The Library Amid the Farms drowned books from the Borg Cube Library in either sacred liquid from the wine or beer programs associated with that university and tried to keep the madness so contained.

This left only (12) the Library of the University in the Redwoods to exchange books with the maddened Borg Cube Library.

Now it should be understood that all the other Libraries resided on campuses mostly made up of buildings with the occasional tree. The Redwoods Library was one of a few buildings amidst a mighty forest of redwoods and oaks. Some of those trees were saplings when the Library of Alexandria was built. Some redwood trees had budded from trees that sprouted when the Library of Atlantis was founded.

Every book that was checked out of the Redwood Library spent some time in a rolling meadow brushed with sea breezes, or propped on the bark of a fallen redwood, or in a fern dell on a rare dry spring day. They participated in midnight poetry readings by candle light and ghost stories in elf(13) dens. This meant that this Library in the Redwoods had its own odd character. Students or Librarians were not apt to get trapped in stygian realms until they lost what sanity they possessed. They were likely to gaze out the windows at the forests beyond. This Redwood Library once mused to itself, "Dude, everything in the world changes into something new and strange. That's pretty hey nonny awesome."

So when a desperate Russian literature student went to the Borg Cube Library and made an interlibrary request for Lermontov's "The Demon", the Redwood Library sent that book to the Borg Cue dusted with the soul of a forest.

The Borg Cube Library snarled and promptly shelved that slender tome with the others of its kind on the same darkened shelf. But that book sat there filing the rest of the books with dreams of sylvan meadows. 

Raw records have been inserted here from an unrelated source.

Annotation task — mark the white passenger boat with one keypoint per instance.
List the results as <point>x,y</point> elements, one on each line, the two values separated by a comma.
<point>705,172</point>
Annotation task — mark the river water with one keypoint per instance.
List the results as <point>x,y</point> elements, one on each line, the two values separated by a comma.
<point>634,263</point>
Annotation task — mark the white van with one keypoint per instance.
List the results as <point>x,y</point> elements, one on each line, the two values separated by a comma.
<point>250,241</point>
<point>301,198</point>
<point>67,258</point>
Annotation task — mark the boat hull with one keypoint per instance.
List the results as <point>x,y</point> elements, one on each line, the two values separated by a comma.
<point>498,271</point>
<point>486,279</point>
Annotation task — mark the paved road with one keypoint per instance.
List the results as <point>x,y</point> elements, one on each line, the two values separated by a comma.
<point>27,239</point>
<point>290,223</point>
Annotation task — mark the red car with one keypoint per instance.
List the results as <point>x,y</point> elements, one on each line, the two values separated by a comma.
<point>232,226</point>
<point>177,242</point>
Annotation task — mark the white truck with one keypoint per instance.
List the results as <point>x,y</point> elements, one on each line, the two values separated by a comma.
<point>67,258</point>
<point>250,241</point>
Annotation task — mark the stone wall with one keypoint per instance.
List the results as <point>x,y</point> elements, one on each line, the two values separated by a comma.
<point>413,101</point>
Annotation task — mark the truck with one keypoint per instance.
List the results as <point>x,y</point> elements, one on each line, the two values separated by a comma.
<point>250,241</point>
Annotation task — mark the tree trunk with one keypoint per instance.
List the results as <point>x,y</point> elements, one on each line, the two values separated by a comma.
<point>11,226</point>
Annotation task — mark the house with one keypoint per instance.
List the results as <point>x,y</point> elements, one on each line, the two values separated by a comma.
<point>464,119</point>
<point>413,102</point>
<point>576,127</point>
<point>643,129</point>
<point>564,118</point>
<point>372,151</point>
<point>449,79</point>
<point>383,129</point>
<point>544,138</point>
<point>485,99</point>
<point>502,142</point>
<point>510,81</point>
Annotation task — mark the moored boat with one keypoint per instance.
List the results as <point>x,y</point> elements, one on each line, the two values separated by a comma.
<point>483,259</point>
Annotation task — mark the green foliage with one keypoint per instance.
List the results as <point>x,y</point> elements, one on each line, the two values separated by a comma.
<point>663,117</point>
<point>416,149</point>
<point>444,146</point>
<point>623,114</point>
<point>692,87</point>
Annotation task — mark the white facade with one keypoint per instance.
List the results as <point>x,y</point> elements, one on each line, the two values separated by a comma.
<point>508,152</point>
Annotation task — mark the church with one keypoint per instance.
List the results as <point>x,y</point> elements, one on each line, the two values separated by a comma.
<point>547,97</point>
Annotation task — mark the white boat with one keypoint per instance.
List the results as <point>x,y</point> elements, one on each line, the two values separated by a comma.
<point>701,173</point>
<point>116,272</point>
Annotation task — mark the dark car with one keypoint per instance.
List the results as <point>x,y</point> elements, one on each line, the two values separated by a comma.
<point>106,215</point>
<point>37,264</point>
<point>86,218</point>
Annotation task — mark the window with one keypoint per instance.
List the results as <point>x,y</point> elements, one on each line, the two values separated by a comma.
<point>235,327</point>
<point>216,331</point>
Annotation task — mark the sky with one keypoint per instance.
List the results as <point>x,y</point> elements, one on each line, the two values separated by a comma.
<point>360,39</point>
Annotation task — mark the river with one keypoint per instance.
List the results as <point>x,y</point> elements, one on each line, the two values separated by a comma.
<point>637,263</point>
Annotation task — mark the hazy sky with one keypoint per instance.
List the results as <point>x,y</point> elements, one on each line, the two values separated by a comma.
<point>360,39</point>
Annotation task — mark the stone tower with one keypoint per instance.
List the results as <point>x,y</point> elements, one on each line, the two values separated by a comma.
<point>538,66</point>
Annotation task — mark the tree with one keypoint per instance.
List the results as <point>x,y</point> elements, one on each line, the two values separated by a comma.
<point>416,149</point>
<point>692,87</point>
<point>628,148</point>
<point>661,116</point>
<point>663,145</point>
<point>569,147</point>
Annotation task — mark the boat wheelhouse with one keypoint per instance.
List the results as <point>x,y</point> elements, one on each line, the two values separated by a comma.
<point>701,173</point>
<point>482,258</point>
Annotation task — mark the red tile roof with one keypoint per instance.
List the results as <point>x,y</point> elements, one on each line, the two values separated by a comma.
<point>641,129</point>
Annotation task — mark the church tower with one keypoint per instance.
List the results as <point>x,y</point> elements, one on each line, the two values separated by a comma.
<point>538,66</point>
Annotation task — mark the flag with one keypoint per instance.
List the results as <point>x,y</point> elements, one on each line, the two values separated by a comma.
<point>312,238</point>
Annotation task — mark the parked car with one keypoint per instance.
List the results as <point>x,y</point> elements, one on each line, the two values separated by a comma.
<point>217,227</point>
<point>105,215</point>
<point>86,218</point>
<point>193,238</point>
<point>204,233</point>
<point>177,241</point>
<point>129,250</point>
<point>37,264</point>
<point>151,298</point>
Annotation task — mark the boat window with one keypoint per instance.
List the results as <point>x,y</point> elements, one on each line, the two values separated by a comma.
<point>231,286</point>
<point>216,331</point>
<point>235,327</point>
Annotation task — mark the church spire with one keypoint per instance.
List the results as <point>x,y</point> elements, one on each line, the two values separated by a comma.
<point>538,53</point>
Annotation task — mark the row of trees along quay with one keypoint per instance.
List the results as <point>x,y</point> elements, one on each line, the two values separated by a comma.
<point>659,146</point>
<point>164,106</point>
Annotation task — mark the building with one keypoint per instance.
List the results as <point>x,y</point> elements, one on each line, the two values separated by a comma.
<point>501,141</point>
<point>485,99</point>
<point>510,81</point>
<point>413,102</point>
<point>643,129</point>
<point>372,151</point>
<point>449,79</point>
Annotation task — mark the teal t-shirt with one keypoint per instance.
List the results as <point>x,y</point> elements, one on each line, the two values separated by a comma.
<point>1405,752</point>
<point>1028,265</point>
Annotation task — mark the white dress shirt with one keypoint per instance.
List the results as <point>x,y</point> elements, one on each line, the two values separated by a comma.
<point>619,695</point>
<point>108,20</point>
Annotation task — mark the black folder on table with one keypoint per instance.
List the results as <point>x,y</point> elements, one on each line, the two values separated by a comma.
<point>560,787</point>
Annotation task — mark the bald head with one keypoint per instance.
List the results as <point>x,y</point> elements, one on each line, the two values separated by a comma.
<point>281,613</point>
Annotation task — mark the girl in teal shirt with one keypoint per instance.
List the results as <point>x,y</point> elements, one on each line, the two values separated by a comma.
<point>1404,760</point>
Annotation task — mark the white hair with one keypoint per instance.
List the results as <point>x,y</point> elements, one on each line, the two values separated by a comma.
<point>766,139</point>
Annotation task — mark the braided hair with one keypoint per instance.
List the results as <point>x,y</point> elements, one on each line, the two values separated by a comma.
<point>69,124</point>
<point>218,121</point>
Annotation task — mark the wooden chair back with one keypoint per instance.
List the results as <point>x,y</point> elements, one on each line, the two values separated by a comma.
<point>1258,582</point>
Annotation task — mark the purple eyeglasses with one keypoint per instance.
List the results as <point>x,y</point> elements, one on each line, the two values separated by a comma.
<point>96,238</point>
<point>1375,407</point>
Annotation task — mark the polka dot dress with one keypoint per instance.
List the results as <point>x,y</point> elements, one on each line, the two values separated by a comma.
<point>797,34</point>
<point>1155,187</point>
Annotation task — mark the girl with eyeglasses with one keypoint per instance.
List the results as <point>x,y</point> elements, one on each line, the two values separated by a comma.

When a request was made for the Redwood Library's copy of "Is Anyone Out There? A Scientific Search for Extra Terrestrial Life" by Frank Drake, it came with the faint invisible traces from all of the Mars and Milky Way bars handed out by Professor Drake on the last day of his fall "Introduction to Astronomy(14)" class. This was to the despair of the Librarians of the Redwood Library, because they were after all fully inducted into their art and science. Yet, that book carried dreams of star songs that echoed in the Borg Cube Library even after one of its harried Librarians handed it to the requesting student and told her, "Leave quickly, before the Cube notices."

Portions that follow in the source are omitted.